Optimal alpha = 3.528
The model explains 89.8% of the test set variance
16 features out of 32 selected


In [17]:
from sklearn.feature_selection import RFE
from sklearn.ensemble import GradientBoostingRegressor

# Select 10 features with RFE on a GradientBoostingRegressor, drop 3 features on each step
rfe_gb = RFE(estimator=GradientBoostingRegressor(), 
             n_features_to_select=10, step=3, verbose=1)
rfe_gb.fit(X_train, y_train)

# Calculate the R squared on the test set
r_squared = rfe_gb.score(X_test, y_test)
print(f'The model can explain {r_squared:.1%} of the variance in the test set')

# Assign the support array to rf_mask
gb_mask = rfe_gb.support_


Fitting estimator with 32 features.
Fitting estimator with 29 features.
Fitting estimator with 26 features.
Fitting estimator with 23 features.
Fitting estimator with 20 features.
Fitting estimator with 17 features.
Fitting estimator with 14 features.
Fitting estimator with 11 features.
The model can explain 89.4% of the variance in the test set


In [14]:
from sklearn.feature_selection import RFE
from sklearn.ensemble import RandomForestRegressor

# Select 10 features with RFE on a RandomForestRegressor, drop 3 features on each step
rfe_rf = RFE(estimator=RandomForestRegressor(), 
             n_features_to_select=10, step=3, verbose=1)
rfe_rf.fit(X_train, y_train)

# Calculate the R squared on the test set
r_squared = rfe_rf.score(X_test, y_test)
print(f'The model can explain {r_squared:.1%} of the variance in the test set')

# Assign the support array to rf_mask
rf_mask = rfe_rf.support_

Fitting estimator with 32 features.
Fitting estimator with 29 features.
Fitting estimator with 26 features.
Fitting estimator with 23 features.
Fitting estimator with 20 features.
Fitting estimator with 17 features.
Fitting estimator with 14 features.
Fitting estimator with 11 features.
The model can explain 89.1% of the variance in the test set


In [18]:
from sklearn.linear_model import LinearRegression

lm = LinearRegression()
scaler = StandardScaler()

# Sum the votes of the three models
votes = np.sum([lcv_mask, rf_mask, gb_mask], axis=0)
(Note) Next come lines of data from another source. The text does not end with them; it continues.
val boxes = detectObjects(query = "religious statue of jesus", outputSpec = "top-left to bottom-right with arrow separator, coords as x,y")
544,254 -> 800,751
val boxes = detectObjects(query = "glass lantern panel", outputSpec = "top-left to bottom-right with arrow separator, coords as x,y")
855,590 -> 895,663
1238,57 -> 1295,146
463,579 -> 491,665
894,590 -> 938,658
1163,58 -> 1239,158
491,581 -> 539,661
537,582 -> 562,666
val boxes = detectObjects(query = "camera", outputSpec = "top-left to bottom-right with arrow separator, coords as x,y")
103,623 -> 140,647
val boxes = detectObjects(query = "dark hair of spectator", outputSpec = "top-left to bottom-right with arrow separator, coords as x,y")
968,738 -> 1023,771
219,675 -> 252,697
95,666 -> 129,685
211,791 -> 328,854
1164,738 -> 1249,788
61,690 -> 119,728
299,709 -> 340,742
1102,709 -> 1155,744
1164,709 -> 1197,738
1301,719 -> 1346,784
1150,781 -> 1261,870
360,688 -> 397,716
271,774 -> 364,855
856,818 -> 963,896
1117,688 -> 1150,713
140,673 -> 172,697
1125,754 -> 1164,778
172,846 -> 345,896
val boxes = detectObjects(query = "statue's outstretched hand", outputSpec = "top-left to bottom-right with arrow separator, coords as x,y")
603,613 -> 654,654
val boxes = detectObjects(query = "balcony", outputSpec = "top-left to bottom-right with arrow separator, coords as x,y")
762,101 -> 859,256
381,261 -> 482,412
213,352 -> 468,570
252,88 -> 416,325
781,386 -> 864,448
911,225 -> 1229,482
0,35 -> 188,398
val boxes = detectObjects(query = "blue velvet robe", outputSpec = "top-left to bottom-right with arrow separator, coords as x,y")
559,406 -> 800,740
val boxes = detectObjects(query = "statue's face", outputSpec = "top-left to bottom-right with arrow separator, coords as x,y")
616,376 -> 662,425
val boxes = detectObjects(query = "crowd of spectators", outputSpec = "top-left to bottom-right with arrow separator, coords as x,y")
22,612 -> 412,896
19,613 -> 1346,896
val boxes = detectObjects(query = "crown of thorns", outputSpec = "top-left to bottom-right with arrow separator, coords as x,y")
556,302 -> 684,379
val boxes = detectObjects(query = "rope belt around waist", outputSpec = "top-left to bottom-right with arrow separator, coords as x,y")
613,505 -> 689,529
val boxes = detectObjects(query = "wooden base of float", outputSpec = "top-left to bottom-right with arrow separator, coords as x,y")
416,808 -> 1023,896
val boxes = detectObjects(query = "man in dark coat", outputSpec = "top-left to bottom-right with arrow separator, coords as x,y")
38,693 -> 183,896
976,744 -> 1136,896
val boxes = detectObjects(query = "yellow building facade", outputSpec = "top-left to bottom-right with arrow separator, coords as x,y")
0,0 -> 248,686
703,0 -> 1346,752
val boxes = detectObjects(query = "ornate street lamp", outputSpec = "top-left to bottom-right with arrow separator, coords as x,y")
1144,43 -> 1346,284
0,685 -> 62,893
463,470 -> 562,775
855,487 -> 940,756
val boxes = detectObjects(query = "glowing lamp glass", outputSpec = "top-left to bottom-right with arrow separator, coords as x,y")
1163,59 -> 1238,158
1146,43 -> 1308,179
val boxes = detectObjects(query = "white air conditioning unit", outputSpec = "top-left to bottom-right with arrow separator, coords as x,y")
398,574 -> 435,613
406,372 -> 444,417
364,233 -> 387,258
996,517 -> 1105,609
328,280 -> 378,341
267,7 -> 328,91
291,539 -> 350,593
# Create a mask for features selected by all 3 models
meta_mask = votes == 3

# Apply the dimensionality reduction on X
X_reduced = X.loc[:, meta_mask]

# Plug the reduced dataset into a linear regression pipeline
X_train, X_test, y_train, y_test = train_test_split(X_reduced, y, test_size=0.3, random_state=0)
lm.fit(scaler.fit_transform(X_train), y_train)
r_squared = lm.score(scaler.transform(X_test), y_test)
print(f'The model can explain {r_squared:.1%} of the variance in the test set using {len(lm.coef_)} features.')

The model can explain 89.0% of the variance in the test set using 6 features.